I have to say I am quite curious to discover just how Snowman ended up in such a position as Crake and Oryx it seems have indeed become essentially these god-like figures, or some kind of masterminds who recreated the world. I wonder what because of them, and how Snowman had become left behind where he is.

I thought the instances of Crake's and Jimmy's Internet searching and the type of content of which they accessed was very reflective of our Reality TV culture. With the popularity of Reality TV, and with the Internet and blogs, facebook, videoblogs, youtube etc.. we are a very voyeuristic culture of people who like to watch and like to be watched. I could easily believe that many of those websites visited by Crake and Jimmy could actually be found on the Internet today.

One of the things that I have found quite interesting about the book, and that I have found quite enjoyable is the presence of some of the various different strange hybrid animals. As the one thing that has always seemed a bit curious to me and somewhat bothersome is the fact in most books that deal with this sort of dystopian future, the impression is given that all other forms of animal life have become nonexistent.

I like this strange little creatures and I like Atwood's imagination in having created them.


Sophia Roberts | 1324 comments Yes the animals are very interesting.

What do you think of the Children of Crake? Do you think it will one day be possible to create such modified humans?

Yes, I thought the parallels between our world and this one were striking. Is any novel a form of virtual reality entertainment, or a one-way mirror?


Angelina RE: The Children of Crake...
I thought the focus on the skin color was interesting. In these 5 chapters it sounds like everything else about the CoC is standardized except their skin color. For example there isn't much variation in body type or temperament. In fact Snowman mentions something in Ch. 5 about not being able to tell which female was speaking because she was in the shade of the forest (and he couldn't see her skin color). In (real) society today there still seems to be a lot of focus on skin color as an important factor for what makes people/groups similar or dissimilar to each other. However in these chapters of the book...it is not that attitudes have changed, and this new group of "humans" doesn't care about differences anymore...It's more that the differences that truly make people unique have been erased. I'm wondering...is the fact that skin color is the only variation in the CoC a commentary of some kind by Ms. Atwood, or is it just a way for her to avoid choosing one color over another?

I'll be curious to learn more about the Children of Crake in the coming chapters...


Silver Angelina wrote: "RE: The Children of Crake...
I thought the focus on the skin color was interesting.
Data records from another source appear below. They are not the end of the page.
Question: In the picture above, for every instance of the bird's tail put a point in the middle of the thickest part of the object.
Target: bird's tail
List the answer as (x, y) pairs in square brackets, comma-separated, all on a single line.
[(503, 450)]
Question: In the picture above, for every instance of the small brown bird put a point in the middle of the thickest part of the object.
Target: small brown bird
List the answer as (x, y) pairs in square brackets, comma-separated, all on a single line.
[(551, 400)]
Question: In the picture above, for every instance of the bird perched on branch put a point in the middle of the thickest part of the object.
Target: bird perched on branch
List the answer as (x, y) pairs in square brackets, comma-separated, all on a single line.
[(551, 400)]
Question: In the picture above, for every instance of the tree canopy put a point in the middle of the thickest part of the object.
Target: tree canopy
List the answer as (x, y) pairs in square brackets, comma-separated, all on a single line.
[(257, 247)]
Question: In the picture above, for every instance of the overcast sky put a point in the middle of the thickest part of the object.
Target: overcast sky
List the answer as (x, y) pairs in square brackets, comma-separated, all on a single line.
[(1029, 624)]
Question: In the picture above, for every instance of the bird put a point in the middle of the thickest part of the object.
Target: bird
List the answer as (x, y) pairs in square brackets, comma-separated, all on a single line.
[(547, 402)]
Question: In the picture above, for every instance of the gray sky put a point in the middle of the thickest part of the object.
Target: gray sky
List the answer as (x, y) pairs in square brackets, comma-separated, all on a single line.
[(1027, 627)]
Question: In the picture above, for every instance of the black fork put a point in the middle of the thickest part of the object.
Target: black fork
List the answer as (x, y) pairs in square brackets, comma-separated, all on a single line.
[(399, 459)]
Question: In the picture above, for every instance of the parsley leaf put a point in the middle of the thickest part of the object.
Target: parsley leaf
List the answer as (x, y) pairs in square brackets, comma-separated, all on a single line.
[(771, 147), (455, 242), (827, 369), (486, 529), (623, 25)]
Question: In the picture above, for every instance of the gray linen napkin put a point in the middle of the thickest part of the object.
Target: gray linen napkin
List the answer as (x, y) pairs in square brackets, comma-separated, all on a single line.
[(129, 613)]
In these 5 chapters it sounds like everything else about the CoC is standardized except their skin color. For ex..."


That is an interesting question. I have to admit I did not even really notice the fact (or give it much thought) that the color of their skin is the only thing that remained a difference between them.

Crake was very practical minded so maybe once the impulses within the people to be hostile, aggressive, or judgmental of each other were removed Crake decided that skin color was really irrelevant and changing it to one thing or another would not have a functional purpose. Perhaps it is Atwood herself making a statement about how truly it does not matter what color our skin is.

I think that if Atwood wanted to avoid seemingly choosing one race over another she could have just said they were all made purple or something to that affect.


Sophia Roberts | 1324 comments To what extent would a different choice have coloured (sorry!) our feelings towards the Crakes? I wonder what the Crakes feel/think about Snowman's skin colour; the way it reacts to the sun, for instance.

Come to think of it, I wonder how observant they are?

Surely, at some point they will evolve into more critical and analytic creatures.